Berger's description of a woman's social presence is that she is always accompanied by an image of herself – in effect, she has two views of her life; a view from her own eyes and the imagined view that others will have of her. It sounds almost like a split personality; a woman might be going about a menial task but, in her mind, she is going through all of the ways she may be perceived by bystanders: criticizing herself here, praising herself there.

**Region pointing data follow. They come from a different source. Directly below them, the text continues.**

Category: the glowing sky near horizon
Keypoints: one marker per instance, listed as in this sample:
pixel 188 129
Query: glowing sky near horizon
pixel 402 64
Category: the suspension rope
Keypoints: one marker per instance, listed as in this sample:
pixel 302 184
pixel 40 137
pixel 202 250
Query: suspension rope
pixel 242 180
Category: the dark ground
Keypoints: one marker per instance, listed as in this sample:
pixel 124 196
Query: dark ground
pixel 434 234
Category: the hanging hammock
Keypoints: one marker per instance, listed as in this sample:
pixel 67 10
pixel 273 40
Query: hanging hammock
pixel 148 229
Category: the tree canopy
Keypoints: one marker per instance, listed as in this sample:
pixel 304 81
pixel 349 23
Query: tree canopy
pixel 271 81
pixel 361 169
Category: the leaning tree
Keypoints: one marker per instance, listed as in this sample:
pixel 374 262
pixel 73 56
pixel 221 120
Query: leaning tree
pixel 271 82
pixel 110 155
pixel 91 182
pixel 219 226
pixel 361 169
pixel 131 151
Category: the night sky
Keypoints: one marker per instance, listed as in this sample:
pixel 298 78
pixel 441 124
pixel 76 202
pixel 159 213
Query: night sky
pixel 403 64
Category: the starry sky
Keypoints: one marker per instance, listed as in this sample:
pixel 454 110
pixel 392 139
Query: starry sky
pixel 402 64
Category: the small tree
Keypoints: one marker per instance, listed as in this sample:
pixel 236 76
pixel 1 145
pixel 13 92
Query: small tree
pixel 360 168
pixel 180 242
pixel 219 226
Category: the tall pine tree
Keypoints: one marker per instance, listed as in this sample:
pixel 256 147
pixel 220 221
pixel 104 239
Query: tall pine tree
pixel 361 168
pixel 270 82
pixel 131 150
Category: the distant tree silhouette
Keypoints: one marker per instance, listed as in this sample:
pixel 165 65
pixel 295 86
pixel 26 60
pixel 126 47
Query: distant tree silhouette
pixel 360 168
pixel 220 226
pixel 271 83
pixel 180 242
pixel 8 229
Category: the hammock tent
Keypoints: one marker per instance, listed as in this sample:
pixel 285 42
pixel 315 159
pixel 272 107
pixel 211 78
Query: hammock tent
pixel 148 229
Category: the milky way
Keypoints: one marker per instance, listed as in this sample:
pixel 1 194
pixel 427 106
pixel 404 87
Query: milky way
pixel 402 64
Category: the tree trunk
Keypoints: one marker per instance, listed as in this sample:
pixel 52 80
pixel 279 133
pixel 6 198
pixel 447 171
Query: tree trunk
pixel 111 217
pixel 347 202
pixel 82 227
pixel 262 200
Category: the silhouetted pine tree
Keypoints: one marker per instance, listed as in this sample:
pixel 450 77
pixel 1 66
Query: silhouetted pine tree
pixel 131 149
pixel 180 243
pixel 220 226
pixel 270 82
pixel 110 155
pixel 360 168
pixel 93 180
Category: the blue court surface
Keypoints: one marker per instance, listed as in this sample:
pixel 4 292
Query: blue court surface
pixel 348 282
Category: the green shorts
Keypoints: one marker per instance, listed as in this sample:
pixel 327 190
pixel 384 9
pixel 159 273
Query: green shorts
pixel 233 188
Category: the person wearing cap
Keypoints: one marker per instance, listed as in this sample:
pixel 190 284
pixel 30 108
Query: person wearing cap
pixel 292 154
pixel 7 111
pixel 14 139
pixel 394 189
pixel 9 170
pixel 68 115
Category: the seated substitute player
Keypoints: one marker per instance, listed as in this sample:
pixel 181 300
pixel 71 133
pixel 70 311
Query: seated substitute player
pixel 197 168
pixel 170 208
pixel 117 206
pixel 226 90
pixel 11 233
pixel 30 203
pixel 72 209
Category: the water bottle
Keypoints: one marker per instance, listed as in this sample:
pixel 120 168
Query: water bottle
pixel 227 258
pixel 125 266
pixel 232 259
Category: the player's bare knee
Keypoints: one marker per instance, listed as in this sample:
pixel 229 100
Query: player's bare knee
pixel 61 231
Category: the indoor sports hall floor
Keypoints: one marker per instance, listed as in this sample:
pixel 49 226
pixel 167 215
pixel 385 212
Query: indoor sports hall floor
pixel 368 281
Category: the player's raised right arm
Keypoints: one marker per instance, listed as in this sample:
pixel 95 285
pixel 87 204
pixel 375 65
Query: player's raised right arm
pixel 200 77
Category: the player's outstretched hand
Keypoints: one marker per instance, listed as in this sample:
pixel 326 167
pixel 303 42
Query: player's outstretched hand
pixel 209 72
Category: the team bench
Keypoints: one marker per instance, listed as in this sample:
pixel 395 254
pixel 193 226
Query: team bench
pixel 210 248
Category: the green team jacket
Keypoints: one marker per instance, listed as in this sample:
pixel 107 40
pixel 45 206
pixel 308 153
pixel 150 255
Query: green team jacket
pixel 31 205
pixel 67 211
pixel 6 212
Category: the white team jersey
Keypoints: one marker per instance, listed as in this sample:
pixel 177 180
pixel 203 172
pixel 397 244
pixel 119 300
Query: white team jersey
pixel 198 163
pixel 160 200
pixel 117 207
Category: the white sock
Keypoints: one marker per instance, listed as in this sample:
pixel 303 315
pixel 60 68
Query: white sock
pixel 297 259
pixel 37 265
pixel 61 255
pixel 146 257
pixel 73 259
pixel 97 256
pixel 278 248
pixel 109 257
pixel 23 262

According to the author, men survey women before interacting with them in order to understand how they should be treated. This is the main difference he points out: men exert onto others, and women control how they are treated themselves – men view women, and women view themselves. Apparently it is the woman's tendency to survey herself in the first place that gives her some control over how she is treated by men. He claims that most actions of a woman are therefore accompanied by a purpose – to provoke others to treat them/act/react in a certain way. So, dare any female reader agree?? Do you often feel eyes on you? If so, Berger would argue it is your own way of protecting yourself. Leave a comment if you like.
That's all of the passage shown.